GENRE: *Diverse, SEL
WORDS: 594
Query:
To all the PBParty judges, agents, and editors,
I am submitting my 594-word manuscript, MOM’S OCEAN, for your consideration. For ages 4 through 8, it shows the impact of untreated parental depression on a child. It demonstrates the importance of extended family support, medication, and therapy in making life better with a lifelong invisible disability. Daisy sees her mom’s happy times as yellow, the color of their love. Mom is often sad, and when she’s feeling blue, it’s a whole ocean of sadness. Daisy goes to stay with Nana while Mom starts treatment. Mom visits Daisy, and over time, Daisy’s definition of family expands as they begin to accept Mom’s colors.
MOM’S OCEAN is inspired by my own family history. Both my sister and I are bipolar, and I saw how my nieces and nephew thrived when she and my mother came together to raise them. This story has the love between mother and daughter of MAMA’S DAYS (Andi Diehn and Angeles Ruiz), combined with a struggling child’s need for reassurance in the 2022 reissue of Crescent Dragonwagon’s WILL IT BE OKAY? (illustrated by Jessica Love).

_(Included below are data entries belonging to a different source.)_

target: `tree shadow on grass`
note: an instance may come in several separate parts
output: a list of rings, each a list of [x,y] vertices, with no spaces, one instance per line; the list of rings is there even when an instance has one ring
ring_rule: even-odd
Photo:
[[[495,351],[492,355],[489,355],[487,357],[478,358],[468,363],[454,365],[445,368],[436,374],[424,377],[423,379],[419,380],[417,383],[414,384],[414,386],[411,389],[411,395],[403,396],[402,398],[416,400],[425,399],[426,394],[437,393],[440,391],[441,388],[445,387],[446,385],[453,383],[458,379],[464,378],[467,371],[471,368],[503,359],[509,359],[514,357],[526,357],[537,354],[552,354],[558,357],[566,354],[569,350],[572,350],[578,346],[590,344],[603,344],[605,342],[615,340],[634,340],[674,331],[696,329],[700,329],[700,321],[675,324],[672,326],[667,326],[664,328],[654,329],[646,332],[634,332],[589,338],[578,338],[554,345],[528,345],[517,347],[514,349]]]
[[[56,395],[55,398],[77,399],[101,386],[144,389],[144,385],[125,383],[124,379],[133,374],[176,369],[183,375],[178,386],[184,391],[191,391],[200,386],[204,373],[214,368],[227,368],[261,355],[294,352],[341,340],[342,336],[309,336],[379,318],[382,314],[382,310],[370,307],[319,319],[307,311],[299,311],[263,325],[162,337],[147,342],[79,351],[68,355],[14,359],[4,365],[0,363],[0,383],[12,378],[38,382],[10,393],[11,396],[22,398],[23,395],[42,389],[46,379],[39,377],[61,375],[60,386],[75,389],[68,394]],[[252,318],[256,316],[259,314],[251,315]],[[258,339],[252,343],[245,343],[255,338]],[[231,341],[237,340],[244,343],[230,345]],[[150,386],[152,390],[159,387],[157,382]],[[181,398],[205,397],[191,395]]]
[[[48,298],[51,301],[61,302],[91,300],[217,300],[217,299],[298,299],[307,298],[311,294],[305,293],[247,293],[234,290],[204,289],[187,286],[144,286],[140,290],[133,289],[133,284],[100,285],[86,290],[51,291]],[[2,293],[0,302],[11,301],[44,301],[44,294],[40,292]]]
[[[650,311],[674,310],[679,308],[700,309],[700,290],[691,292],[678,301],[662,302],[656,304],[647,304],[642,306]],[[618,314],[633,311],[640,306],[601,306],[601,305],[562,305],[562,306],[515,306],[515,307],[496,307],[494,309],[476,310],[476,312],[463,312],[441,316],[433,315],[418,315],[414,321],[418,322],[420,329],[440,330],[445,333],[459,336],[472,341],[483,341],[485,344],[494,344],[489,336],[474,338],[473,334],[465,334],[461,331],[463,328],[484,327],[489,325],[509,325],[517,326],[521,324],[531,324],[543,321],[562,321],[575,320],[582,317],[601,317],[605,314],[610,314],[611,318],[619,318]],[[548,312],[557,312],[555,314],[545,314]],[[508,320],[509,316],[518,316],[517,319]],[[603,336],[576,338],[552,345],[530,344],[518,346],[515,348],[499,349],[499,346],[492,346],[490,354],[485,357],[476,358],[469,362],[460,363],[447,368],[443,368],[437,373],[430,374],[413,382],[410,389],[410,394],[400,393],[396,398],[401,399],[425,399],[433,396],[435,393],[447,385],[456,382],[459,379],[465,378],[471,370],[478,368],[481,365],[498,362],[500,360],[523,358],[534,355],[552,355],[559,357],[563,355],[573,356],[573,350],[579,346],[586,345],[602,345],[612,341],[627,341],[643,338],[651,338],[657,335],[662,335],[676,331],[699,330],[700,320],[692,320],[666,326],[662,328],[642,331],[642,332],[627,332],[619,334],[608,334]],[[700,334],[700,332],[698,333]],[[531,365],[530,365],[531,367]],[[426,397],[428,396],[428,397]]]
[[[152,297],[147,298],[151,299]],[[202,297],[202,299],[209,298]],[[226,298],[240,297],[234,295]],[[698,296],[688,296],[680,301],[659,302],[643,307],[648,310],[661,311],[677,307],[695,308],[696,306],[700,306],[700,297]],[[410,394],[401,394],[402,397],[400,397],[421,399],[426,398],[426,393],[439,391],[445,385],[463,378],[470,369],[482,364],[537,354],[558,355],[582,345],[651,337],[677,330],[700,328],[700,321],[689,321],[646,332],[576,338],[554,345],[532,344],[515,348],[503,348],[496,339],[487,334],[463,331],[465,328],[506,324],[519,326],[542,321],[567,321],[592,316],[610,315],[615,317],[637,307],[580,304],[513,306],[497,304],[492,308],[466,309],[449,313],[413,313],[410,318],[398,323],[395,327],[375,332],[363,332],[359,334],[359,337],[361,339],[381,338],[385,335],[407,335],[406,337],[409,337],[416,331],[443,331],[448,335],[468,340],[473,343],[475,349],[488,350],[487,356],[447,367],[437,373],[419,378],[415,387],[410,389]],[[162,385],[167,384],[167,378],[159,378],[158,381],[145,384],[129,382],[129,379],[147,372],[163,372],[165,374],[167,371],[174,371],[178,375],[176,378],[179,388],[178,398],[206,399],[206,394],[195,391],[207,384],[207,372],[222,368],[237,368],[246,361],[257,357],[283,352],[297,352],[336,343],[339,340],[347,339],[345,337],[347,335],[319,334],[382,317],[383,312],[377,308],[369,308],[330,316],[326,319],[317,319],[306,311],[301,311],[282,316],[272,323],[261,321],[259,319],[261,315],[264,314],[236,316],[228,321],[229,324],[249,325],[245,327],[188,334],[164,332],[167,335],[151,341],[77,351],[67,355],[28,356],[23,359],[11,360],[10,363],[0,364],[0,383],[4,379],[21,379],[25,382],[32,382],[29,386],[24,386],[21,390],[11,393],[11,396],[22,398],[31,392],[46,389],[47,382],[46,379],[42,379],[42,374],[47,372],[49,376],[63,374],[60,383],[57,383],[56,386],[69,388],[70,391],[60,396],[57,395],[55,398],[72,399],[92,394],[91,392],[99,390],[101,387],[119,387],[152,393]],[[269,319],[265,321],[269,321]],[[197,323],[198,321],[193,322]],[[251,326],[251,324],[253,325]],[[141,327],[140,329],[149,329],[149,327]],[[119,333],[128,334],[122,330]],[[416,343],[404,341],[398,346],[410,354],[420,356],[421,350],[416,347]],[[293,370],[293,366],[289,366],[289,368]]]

I’m a SCBWI member and Children’s Book Academy graduate. My debut picture book, HENRY THE BOY, was published in 2019 by Penny Candy Books, who also accepted this manuscript, but closed before it could be contracted. My middle grade graphic novel series, THE FANTASTIC FREEWHEELER, stars a superhero who, like me, has cerebral palsy and uses a wheelchair. The first four books released in 2023, and the next four are slated for Spring and Fall of 2025. I’m partnered with my own fantastic service dog, the soon-to-be-retired Patterson.
Thank you for your time.
Excerpt:
For Mom and me, love looked yellow, like lemonade under our tree. Daffodils in the yard. Buttery pancakes.
Except when it didn’t.
When we played in bed, the blankets and sheets were a blizzard to escape.
[The blankets and sheets are white.]
When she got up, my heart glowed. Like sun melting snow.
On happy days, we walked to the dog park and pretended the biggest dog was ours.
What inspired you to write this story & what do you have in common with it:
The representation of invisible disabilities like my bipolar disorder is just as important as the representation of physical disabilities like my cerebral palsy. I wanted to create a realistic, hopeful story children could understand about the power of family love to endure. There is also power in asking for help.